If you're a priest, minister, rabbi, or imam (or pursuing a divinity degree), you may be eligible to joint the Connecticut National Guard Chaplain Corps. As a military spiritual leader, you will play a vital role in the lives of the men and women of the Connecticut National Guard. Chaplains also minister to the needs of the soldiers' families: wives, husbands, and children. As a National Guard Chaplain, you will have the opportunity to participate in specialized workshops and receive educational training to enhance your ministerial skills.
Eligibility Requirements for Chaplains
In addition to general officer eligibility, in order to qualify as either and Army or Air Force Chaplain, you’ll need to obtain a federally recognized ecclesiastical endorsement from your denomination or faith group certifying that you:
Eligibility Requirements for Chaplain Candidates
- Are less than 47 years of age if not prior service (less than 50 with prior service).
- Are qualified spiritually, morally, intellectually and emotionally - Possess a bachelor's degree (not less than 120 semester hours).
- Chaplain applicants must possess a degree from an accredited (recognized by the Department of Defense) graduate program in theology or related studies of 72 semester hours or more. The degree program must be 72 semester hours or more. There can be no combination of degree programs to arrive at the 72 hour minimum.
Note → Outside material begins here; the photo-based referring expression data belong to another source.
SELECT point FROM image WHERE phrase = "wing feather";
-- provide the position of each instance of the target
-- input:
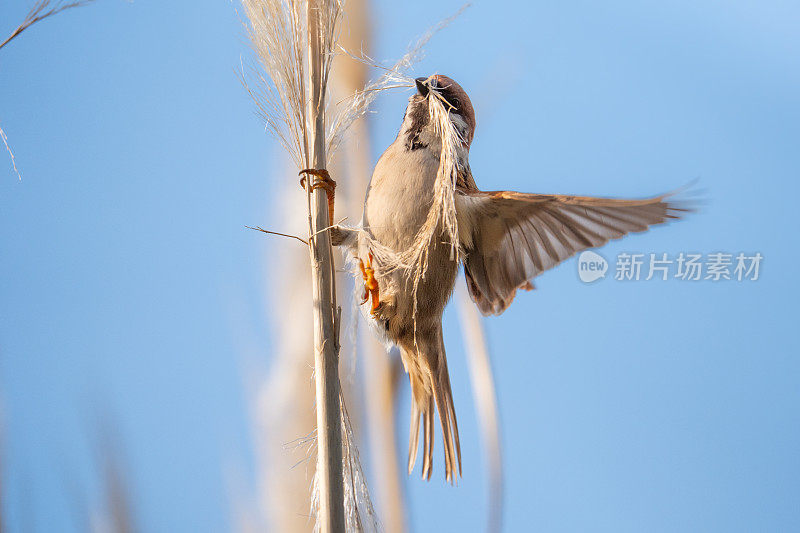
(517, 236)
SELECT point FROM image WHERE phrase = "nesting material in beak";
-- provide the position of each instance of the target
(422, 86)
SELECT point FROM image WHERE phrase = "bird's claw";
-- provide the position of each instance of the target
(370, 284)
(322, 180)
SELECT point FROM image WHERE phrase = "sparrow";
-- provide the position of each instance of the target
(506, 239)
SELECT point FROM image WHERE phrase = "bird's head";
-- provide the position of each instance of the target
(416, 123)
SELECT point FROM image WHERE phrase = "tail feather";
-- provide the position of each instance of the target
(413, 437)
(430, 386)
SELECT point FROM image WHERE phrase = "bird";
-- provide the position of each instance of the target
(505, 239)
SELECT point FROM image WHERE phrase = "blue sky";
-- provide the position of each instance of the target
(639, 406)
There can be no accumulation of credits to extend a program of less than 72 hours.
- Are sensitive to religious pluralism and able to provide for the free exercise of religion by all military personnel and their Family members.
In addition to general officer eligibility, to qualify as a Chaplain Candidate, you'll need to obtain an ecclesiastical approval from your denomination or faith group certifying that you:
- Chaplain candidates must be enrolled full-time in a qualifying educational program.
- Are less than 37 years of age at commissioning.
- Prospective Chaplain Candidates must possess a minimum 2.5 Grade Point Average (GPA) for undergraduate coursework and obtain a favorable Senior Chaplain interview before initiating an application with the State specialty branch Officer Strength Manager (OSM). The prospective Chaplain Candidate must be enrolled full-time in an accredited (recognized by the Department of Defense) graduate program in theology or related studies of 72 semester hours or more. The degree program must be 72 semester hours or more. There can be no combination of degree programs to arrive at the 72 hour minimum. There can be no accumulation of credits to extend a program of less than 72 hours.